Toole was firing questions at Chemal. You hungry? You want tea? You’re neighbors, you say? And where’s Pauline? Johnny decided to head it all off at the pass.
“All good, Toole,” he said. “Pauline’s fine. I just came over for a couple of days. Hoping to catch Corran. Chemal is helping me out. I’ve got a medical thing, not supposed to drive.”
“A medical thing?”
“His brain,” Chemal offered. Johnny glared at him.
“Did I ask you for input?” he said.
“What, you didn’t tell me it was a big secret!”
“It’s not a big secret.”
“Dude, it must be—you’re having a conniption over there.”
“What the hell?” Toole said.
“Never mind it. We’re moving on,” Johnny said. Toole raised his eyebrows but agreeably changed the subject.
“I have a mate who can’t drive,” Toole said. “He has narcolepsy.”
“Seriously?” Chemal said.
“Yeh, he falls asleep uncontrollably. Out of the blue.”
“That’s awesome,” Chemal said.
“I don’t think he’s so chuffed about it.”
“You’re not at work?” Johnny said to Toole.
Toole didn’t answer. Instead, he looked at Chemal. “I write books,” he said. “When I’m not enslaved to the man.”
“Oh, I hear ya,” Chemal said.
“When are you ever enslaved to the man?” Johnny asked Chemal.
“Maybe right now,” Chemal said pointedly.
“Tea,” Toole said flatly.
“Sweet,” Chemal said.
They followed Toole to the little kitchen at the back of the house, and in the light of the garden windows Johnny was surprised by how much Toole had aged—the skin on his neck gone loose and slack, the lines around his eyes drawn a little tighter, a little more weight around the midsection, and, most noticeably, a pronounced limp. Toole, whose first name was Gordon but who went by his middle name, was the last man standing of a
set of identical triplets. His brother Glyn had succumbed to lung cancer at age fifty, and his brother Gerald collapsed in a Sainsbury’s with a massive heart attack at fifty-three. Toole was left with the tough nut of wondering when his own genetic number—identical, right?—might be up. It rattled him.

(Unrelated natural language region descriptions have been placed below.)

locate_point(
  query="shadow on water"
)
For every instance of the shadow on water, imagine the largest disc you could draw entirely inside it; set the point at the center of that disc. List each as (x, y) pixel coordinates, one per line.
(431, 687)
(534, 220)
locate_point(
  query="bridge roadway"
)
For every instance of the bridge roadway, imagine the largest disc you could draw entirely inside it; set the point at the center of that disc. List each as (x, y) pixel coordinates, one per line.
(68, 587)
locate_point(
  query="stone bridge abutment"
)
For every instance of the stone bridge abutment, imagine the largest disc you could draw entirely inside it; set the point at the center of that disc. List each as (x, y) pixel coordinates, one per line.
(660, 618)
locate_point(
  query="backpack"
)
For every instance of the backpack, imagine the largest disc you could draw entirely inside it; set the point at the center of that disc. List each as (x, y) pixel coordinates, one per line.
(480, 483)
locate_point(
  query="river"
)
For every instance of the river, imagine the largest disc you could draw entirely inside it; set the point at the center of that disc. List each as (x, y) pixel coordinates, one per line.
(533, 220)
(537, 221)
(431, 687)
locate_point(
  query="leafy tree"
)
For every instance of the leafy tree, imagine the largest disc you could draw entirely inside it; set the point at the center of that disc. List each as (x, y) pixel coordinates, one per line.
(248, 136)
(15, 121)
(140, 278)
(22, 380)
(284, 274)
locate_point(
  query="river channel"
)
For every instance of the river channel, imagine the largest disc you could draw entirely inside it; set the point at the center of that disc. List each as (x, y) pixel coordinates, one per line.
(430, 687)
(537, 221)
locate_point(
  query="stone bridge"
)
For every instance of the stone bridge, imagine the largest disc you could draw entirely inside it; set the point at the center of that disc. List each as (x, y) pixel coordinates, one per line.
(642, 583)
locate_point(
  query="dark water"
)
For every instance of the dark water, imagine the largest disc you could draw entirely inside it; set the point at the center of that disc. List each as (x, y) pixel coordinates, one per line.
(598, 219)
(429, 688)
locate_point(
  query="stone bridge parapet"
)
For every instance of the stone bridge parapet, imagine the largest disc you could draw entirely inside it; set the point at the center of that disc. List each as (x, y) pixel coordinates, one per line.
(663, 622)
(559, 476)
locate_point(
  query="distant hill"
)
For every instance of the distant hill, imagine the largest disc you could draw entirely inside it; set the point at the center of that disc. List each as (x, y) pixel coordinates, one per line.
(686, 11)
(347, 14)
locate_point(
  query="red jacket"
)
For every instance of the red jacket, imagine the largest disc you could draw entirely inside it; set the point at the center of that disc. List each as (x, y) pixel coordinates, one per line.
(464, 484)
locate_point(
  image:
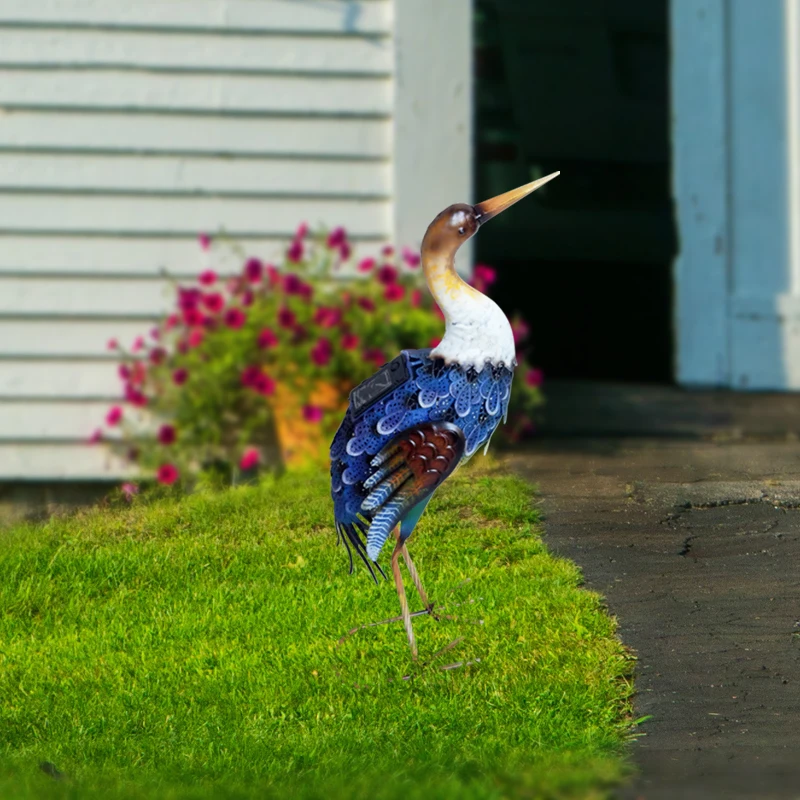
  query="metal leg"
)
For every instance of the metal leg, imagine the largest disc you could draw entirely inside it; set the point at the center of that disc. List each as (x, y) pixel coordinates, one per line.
(401, 593)
(412, 571)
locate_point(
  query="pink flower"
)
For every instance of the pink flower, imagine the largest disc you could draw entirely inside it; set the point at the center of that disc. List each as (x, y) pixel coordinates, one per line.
(336, 237)
(157, 355)
(188, 298)
(254, 270)
(267, 338)
(193, 317)
(263, 384)
(129, 490)
(295, 251)
(534, 377)
(292, 284)
(321, 352)
(486, 275)
(394, 291)
(312, 413)
(520, 330)
(167, 434)
(235, 318)
(135, 397)
(349, 341)
(214, 302)
(286, 317)
(306, 291)
(250, 458)
(167, 474)
(387, 274)
(411, 257)
(375, 355)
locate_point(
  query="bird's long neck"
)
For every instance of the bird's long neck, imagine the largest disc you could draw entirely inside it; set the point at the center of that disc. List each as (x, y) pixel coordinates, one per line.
(476, 330)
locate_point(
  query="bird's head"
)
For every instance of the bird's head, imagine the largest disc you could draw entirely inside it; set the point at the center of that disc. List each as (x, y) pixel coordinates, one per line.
(458, 223)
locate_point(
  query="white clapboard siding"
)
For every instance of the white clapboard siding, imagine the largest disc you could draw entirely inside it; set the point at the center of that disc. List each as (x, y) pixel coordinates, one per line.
(79, 214)
(55, 421)
(76, 338)
(238, 94)
(171, 174)
(93, 256)
(126, 129)
(249, 137)
(140, 50)
(262, 16)
(74, 462)
(56, 380)
(108, 255)
(54, 297)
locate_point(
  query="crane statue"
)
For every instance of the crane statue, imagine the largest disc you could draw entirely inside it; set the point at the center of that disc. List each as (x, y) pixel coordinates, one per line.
(409, 426)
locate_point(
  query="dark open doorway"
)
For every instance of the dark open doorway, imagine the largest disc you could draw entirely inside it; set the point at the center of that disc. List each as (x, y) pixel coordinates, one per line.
(581, 87)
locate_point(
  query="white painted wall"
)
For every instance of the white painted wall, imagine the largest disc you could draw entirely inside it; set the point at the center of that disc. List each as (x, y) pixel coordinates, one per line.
(736, 92)
(127, 128)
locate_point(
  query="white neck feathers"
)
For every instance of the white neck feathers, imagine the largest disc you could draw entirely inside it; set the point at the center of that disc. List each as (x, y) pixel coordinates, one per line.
(476, 329)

For a time, after Gerald died, Toole became obsessed with medical research. He spent hours on health websites, subscribed to Prevention and Men’s Health, even got Sharon to borrow drug manuals from the hospital where she worked so he could brush up on his pharmaceuticals. He gave up drinking, went vegetarian, took up yoga, kept an arsenal of herbal supplements in the dish cupboard. After a while, though, two things happened. One, Toole got thirsty and came to the inevitable conclusion that a life without Tennent’s lager might very well be a life not worth living. And two, he developed an interest in crime writing and realized that his new knowledge of physiology came in pretty handy in developing the forensic details to fit his crime scenes. His first novel—a psychological thriller set in the Victorian Orkneys—had been a modest success, garnering some good reviews in the UK press, if Johnny remembered correctly. He’d written a handful since then, all solid sellers but none profitable enough to allow him to give up his day job as a physical therapist, much to Toole’s heartbreak.
“I hear you have new knees,” Johnny said.

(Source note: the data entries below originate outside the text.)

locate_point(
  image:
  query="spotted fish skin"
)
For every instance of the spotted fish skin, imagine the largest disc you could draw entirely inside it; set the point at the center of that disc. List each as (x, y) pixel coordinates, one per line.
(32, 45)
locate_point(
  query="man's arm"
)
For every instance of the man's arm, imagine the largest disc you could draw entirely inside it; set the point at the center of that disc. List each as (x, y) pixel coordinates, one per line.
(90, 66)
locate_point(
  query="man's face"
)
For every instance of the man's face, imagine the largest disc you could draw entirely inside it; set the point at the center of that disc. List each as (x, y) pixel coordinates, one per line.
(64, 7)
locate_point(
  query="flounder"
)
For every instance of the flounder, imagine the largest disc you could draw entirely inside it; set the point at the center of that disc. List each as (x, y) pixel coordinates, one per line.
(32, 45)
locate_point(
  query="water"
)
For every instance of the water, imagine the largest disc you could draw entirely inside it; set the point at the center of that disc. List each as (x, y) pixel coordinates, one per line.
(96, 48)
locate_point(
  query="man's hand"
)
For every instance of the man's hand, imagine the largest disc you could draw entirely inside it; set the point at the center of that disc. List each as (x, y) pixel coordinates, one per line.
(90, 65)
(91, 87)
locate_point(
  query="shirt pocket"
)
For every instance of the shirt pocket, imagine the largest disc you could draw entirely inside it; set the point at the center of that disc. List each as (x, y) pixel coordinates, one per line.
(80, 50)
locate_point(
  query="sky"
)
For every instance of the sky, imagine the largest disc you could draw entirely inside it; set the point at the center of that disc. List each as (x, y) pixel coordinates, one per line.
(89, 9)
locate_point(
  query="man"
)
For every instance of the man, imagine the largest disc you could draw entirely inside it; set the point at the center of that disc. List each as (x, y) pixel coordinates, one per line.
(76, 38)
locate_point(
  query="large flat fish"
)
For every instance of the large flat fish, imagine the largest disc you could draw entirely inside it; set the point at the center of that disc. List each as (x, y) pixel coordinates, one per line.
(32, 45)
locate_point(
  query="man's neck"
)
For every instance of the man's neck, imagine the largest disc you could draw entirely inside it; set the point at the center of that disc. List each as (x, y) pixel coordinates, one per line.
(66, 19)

“Och,” Toole said. He sat down and pulled up both legs of his trousers, revealing two tidy but appallingly large scars.
“Dang,” Chemal said.
“It’s been a nuisance, to say the least,” Toole said. “But I’m told I’ll soon be leaping tall buildings in a single bound. Or something.”
“So, Sharon’s working, I guess?” Johnny said.

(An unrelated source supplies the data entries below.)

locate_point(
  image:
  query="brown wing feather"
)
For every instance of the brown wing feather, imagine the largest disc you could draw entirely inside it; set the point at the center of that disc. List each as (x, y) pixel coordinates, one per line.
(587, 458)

“Right.” Toole got up, plugged in an electric kettle, and rummaged in a tin for tea bags. For the longest time, Sharon had worked as a labor and delivery nurse at Rottenrow hospital, but several years ago she moved into palliative care and now worked as a visiting hospice nurse. “Went from bringing them in to showing them out,” she often said. Johnny wondered how she could do it, be so intimately involved with a patient during those final, gasping days, but she said she liked it. “It’s usually quite peaceful,” she told him. “You’d be surprised.” Johnny didn’t want to know.